A poucos dias do debate parlamentar sobre o Estado da nação é visível a impaciência das pessoas. Querem ver sinais claros de que os problemas candentes do país para os quais houve promessas eleitorais de resolução estão efectivamente a ser confrontados e ultrapassados. A manifestação de S. Vicente foi a forma mais expressiva dessa impaciência mas outras existem que se deixam revelar designadamente nas múltiplas sugestões de greves tanto no sector público como no privado, nas preocupações com a insegurança e na frustração dos agricultores que não conseguem fazer chegar os seus produtos aos mercados. A mesma inquietação, em grande medida passada nas redes sociais, sente-se nos milhares de jovens escolarizados, licenciados e profissionalmente preparados que anseiam por um emprego numa economia que ainda não cresce o suficiente e não apresenta a oferta diversificada capaz de atrair os mais diferentes talentos e competências.
A impaciência tem razão de ser: vem da percepção profunda que o país não tem muito mais tempo a perder. Depois dos anos do ilusionismo, alimentado nos últimos tempos pelas benesses finais da ajuda externa no quadro de transição para país de desenvolvimento médio, o encontro com a realidade não tem sido fácil. Em 2016, os resultados das eleições legislativas e autárquicas mostrarem a urgência e a determinação da generalidade do eleitorado em mudar o rumo no país. Se houvesse alguma dúvida quanto ao estado em que se encontravam as instituições ela foi dissipada por uma sucessão de acontecimentos entre os quais o massacre de Monte Tchota, a situação de falência da TACV, a gestão incompetente da situação dos deslocados de Chã das Caldeiras e as falhas em cadeia das autoridades que levaram ao naufrágio do navio Vicente. Para a generalidade das pessoas tinha ficado claro que o modelo de desenvolvimento, uma forma de governar e um modo de estar na vida e no mundo até aí vigentes no país tinham-se esgotado completamente. Não espanta que agora as pessoas queiram resultados rápidos e talvez mais importante que aspirem a ser parte activa no desenvolvimento e que reclamem e se queixem se a letargia se mantém.
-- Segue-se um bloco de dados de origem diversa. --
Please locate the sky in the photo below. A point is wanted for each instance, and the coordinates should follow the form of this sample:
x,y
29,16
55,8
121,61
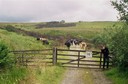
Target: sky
x,y
56,10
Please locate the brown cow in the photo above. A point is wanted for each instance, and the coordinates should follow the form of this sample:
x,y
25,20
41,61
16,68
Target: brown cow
x,y
83,45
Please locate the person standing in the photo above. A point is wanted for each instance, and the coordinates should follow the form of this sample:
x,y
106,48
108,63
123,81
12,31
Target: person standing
x,y
105,53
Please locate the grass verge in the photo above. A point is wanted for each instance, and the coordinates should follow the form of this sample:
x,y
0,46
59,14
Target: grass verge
x,y
13,75
116,76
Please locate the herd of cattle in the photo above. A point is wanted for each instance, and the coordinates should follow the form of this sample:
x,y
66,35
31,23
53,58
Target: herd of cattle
x,y
81,43
68,43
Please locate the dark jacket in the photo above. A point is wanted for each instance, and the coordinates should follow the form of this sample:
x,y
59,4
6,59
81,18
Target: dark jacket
x,y
105,52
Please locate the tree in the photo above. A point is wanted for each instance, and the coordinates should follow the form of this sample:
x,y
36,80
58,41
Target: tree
x,y
122,7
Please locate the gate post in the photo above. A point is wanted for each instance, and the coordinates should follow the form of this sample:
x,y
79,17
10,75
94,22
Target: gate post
x,y
54,56
100,59
78,58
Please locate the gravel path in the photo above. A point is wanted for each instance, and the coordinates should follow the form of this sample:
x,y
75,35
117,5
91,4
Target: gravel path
x,y
85,76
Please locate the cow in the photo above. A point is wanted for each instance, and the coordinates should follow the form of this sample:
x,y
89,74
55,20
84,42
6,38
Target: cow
x,y
44,40
68,43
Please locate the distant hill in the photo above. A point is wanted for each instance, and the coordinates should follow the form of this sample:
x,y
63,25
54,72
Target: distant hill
x,y
54,24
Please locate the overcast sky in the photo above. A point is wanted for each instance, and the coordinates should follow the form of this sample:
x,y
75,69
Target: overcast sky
x,y
56,10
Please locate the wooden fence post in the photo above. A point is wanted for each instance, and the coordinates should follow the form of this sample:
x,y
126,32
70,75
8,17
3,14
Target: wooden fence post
x,y
100,59
78,58
22,58
54,56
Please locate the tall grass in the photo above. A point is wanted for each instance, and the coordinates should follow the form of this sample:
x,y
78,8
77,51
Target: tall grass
x,y
116,76
13,75
20,42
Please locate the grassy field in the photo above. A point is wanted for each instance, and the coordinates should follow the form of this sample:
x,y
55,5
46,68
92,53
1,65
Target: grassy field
x,y
19,75
83,30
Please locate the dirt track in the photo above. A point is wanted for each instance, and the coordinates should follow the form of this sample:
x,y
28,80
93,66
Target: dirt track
x,y
85,76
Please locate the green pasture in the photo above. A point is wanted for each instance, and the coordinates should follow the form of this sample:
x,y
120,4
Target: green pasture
x,y
20,42
82,30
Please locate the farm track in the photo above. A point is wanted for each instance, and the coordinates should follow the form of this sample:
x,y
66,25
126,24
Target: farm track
x,y
84,76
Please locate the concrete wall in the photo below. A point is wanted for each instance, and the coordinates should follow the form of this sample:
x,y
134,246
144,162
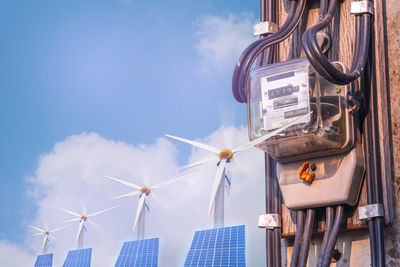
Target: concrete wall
x,y
354,247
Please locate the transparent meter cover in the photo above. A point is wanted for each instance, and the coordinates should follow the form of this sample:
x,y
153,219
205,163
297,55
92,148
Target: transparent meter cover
x,y
282,92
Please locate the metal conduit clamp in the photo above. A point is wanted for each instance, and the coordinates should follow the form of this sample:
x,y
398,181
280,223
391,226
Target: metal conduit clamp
x,y
269,221
265,27
370,211
362,7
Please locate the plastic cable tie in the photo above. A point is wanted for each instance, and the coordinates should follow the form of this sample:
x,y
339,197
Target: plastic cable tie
x,y
269,221
370,211
362,7
265,27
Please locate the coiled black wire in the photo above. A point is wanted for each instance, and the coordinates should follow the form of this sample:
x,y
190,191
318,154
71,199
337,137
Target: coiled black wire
x,y
322,64
306,237
298,239
333,236
329,214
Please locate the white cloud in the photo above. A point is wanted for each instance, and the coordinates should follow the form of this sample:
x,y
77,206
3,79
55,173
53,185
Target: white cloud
x,y
70,177
221,40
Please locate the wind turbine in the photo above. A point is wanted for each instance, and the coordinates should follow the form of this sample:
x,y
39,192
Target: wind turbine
x,y
143,192
82,218
222,157
45,234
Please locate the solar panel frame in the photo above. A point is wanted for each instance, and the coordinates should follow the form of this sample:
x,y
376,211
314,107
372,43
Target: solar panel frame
x,y
218,247
44,260
139,253
78,258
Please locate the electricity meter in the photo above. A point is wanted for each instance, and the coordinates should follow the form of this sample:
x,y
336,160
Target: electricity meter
x,y
322,147
280,93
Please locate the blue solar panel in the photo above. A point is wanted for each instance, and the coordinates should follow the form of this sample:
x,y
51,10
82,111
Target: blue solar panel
x,y
139,253
218,247
45,260
78,258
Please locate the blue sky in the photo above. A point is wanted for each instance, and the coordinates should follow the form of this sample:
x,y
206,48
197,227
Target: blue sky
x,y
128,71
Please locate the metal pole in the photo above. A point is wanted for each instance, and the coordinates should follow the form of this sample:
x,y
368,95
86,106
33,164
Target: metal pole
x,y
219,204
141,222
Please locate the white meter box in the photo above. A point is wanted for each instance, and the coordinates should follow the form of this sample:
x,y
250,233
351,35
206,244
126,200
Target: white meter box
x,y
282,92
285,96
319,159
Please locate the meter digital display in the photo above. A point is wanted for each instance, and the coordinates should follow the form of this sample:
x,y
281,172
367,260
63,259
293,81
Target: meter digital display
x,y
285,97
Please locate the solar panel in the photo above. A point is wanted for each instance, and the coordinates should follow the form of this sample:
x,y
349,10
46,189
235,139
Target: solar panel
x,y
218,247
78,258
139,253
45,260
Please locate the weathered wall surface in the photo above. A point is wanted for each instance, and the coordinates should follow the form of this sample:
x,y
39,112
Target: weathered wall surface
x,y
392,235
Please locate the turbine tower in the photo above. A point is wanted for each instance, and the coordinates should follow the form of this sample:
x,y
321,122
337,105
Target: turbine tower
x,y
45,234
221,158
143,193
82,218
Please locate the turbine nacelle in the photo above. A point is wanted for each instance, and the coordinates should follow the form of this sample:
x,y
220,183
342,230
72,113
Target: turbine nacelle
x,y
226,154
145,190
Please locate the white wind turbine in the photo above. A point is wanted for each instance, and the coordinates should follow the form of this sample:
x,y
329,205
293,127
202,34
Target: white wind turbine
x,y
82,218
143,192
45,234
221,158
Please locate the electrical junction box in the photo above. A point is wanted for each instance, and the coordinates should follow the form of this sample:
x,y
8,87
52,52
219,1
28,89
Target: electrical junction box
x,y
324,145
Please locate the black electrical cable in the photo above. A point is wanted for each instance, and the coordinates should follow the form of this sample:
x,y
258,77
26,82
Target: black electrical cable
x,y
306,237
329,216
298,238
373,168
333,236
277,209
321,63
269,176
238,84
A verdade é que as coisas não mudaram no ritmo que seria de esperar considerando as expectativas existentes e o ponto de partida caracterizado pelo esgotamento dos modelos e de estratégias anteriores. De facto, diferentemente do que poderiam sugerir as intensas lutas partidárias em que, de um lado, se pressiona para ocupar lugares e, de outro, se resiste para manter lugares-chave no aparelho do Estado, as mudanças na sequências das eleições legislativas com impacto no ambiente de negócios e na relação com os utentes não têm sido extraordinárias. Podia-se argumentar que o governo está nos primeiros 15 meses de um mandato de cinco anos e há tempo para mudanças, mas este não é um mandato que se poderia chamar de normal. Segue a um período de estagnação económica e de colapso de visões de hubs, clusters, praças financeiras, e por isso mesmo espera-se mais, muito mais em termos de novas políticas, de novas estratégias e de resultados. O governo para ter sucesso deve reconhecer essa pressão e agir em consequência tendo sempre em perspectiva o muito que se vai exigir da sua prestação para estar à altura das expectativas. Evita-se a postura expectante das pessoas, oscilando entre conformismo e impaciência, com o envolvimento numa narrativa do país em que o ponto de partida e as dificuldades de percurso são conhecidas, os objectivos são traçados e espaço existe para a participação e afirmação de todos.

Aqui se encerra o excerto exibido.